Tableau and its new owner unveiled their first collaboration during Tableau's user conference, but due to COVID-19 the vendors have faced unique challenges as they join forces.

It took more than a year after Salesforce acquired Tableau for $15.7 billion in June 2019, but the vendors finally unveiled plans for their integration during Tableau's virtual user conference.

During the opening keynote, Tableau unveiled the first product collaboration, an integration between Tableau and Einstein Discovery, an AI-fueled predictive and prescriptive modeling tool that's part of the Einstein Analytics suite Salesforce first rolled out in 2014 when it was known as Wave Analytics.

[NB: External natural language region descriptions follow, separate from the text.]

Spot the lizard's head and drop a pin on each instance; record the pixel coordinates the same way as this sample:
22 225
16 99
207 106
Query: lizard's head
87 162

But Tableau president and CEO Adam Selipsky revealed far more than just a single capability.

He said the Einstein Analytics team joined Tableau's team earlier this year and is now under Tableau's guidance, Einstein Analytics is no more and has been renamed Tableau CRM, and that future integrations between Tableau and what was formerly the Salesforce analytics platform are in the works in order to ultimately create seamless interaction between the two.

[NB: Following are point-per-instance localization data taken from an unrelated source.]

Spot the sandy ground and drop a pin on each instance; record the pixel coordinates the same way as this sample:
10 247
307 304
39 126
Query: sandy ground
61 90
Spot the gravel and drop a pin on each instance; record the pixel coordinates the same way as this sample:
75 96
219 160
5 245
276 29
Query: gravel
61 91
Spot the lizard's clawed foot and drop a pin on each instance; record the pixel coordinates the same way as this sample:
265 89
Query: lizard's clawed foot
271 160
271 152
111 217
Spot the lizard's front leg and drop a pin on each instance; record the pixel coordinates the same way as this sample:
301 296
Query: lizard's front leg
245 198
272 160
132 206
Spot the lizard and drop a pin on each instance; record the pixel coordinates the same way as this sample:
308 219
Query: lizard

Francois Ajenstat, chief product officer at Tableau, meanwhile revealed that the integration between Tableau and Salesforce will extend beyond what was formerly Einstein Analytics and include joins between Tableau and MuleSoft, a data integration vendor Salesforce acquired in 2018, and Datorama, an AI marketing software vendor Salesforce also bought in 2018.

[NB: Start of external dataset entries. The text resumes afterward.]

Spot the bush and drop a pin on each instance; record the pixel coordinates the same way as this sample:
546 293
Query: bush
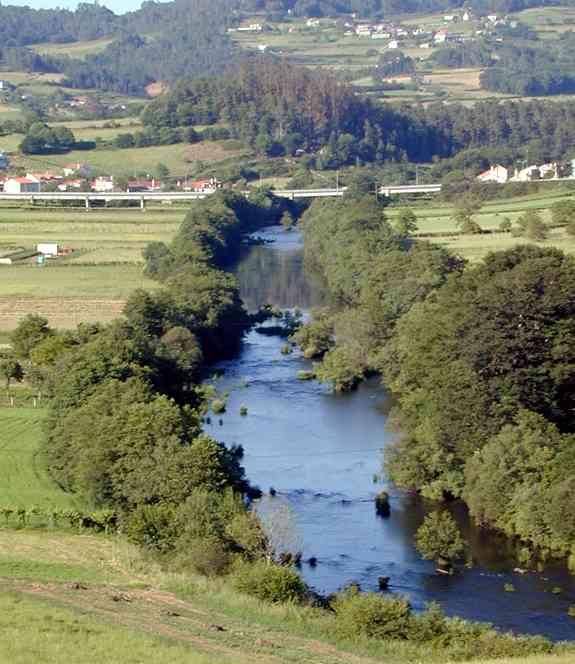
207 557
270 583
153 527
218 406
372 615
382 504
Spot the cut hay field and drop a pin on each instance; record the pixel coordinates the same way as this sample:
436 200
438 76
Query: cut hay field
74 49
434 221
179 158
94 281
23 482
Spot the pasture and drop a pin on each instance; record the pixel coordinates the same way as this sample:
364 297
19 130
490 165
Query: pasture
92 283
23 481
180 158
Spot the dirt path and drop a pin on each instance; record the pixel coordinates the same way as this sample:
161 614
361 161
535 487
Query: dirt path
163 614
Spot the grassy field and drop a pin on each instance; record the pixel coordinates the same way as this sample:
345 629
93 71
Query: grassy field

Ajenstat recently discussed the integration of Tableau and Salesforce, including the reasons behind starting with a synthesis between Tableau and Einstein Discovery, challenges the vendors have faced as they join forces amid a pandemic, and Tableau's roadmap beyond its integration with Salesforce.

As Tableau and Salesforce began collaboration, why start with an integration between Tableau and Einstein Discovery?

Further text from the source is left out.